By Donald Rosenberg, Gramophone
Sandbox Percussion, an ensemble based in New York, have been expanding the repertoire for their vast array of instruments since 2011. The four works on their debut album, ‘And That One Too’, reveal both the refined virtuosity the musicians have cultivated and their exceptional taste in choosing composers who write for percussion with vibrant and elegant imagination.
Each of the pieces proclaims, in all sorts of subtle ways, how colourful and varied the music shaped for percussion instruments can be. There is rarely a moment when bombast intrudes upon the dreamy, glistening and propulsive narratives. Andy Akiho’s Haiku 2, for example, radiantly transfers the structure of the Japanese poetic form to the gleaming sonorities of bells, wood blocks and other instruments pitched and unpitched.
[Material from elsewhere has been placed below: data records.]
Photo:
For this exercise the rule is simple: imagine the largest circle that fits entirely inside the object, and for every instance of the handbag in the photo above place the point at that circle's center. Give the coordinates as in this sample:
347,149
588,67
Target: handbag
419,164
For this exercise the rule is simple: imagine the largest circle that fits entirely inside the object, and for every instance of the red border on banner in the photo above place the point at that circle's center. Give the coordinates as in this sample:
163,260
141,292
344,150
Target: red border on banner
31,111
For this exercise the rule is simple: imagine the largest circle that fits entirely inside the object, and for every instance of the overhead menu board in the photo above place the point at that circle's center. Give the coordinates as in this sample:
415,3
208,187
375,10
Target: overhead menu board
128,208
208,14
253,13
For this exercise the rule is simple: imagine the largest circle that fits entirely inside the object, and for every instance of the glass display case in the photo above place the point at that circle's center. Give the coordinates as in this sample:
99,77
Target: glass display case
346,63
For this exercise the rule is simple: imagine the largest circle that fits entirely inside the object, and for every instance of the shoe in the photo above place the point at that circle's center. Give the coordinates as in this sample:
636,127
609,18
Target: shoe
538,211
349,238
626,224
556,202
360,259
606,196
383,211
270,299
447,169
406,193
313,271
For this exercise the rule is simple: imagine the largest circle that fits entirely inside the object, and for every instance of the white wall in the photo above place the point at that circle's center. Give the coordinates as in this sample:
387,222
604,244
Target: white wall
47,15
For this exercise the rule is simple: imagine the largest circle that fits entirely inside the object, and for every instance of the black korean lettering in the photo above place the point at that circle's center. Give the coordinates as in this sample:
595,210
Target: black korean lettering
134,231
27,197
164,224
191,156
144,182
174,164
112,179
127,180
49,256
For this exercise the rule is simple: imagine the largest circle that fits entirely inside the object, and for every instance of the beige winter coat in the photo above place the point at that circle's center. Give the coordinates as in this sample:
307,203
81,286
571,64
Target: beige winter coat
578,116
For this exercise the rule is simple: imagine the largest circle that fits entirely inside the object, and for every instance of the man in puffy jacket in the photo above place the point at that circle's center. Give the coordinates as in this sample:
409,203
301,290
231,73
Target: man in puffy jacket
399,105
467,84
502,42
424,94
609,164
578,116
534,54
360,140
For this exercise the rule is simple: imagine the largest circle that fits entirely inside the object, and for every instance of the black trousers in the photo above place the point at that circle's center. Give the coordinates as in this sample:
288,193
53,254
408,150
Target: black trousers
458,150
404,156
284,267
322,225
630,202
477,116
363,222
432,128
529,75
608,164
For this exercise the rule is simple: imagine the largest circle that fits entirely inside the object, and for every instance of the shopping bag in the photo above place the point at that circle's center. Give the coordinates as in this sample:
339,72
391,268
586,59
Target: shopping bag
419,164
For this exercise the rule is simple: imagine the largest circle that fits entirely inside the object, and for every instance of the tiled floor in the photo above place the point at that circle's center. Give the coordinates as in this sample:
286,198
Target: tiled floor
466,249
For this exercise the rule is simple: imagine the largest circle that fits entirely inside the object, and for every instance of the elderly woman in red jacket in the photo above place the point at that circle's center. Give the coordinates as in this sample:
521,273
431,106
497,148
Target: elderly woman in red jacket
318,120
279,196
The four movements of David Crowell’s Music for Percussion Quartet range from energetic flourishes and layered rhythms to sustain halos of sound. Patterns change organically as the instruments – including guitar, played by the composer – interact with seamless animation or stillness. The composer Amy Beth Kirsten is also present as vocalist (on three tracks) in the effervescent she is a myth, repeating bits of text in quick succession amid the delicate rustlings and tappings of the percussion.
The disc draws its title from Thomas Kotcheff’s not only that one but that one & that too, whose three movements give Sandbox members Jonathan Allen, Victor Caccese, Ian Rosenbaum and Terry Sweeney many opportunities to connect on a multiplicity of instruments while evoking haunting and ritualistic soundscapes. Silence is as crucial in Kotcheff’s creation as are hushed gestures, ominous rumblings and bold action. Playing in this Sandbox must be bliss for these sophisticated artists.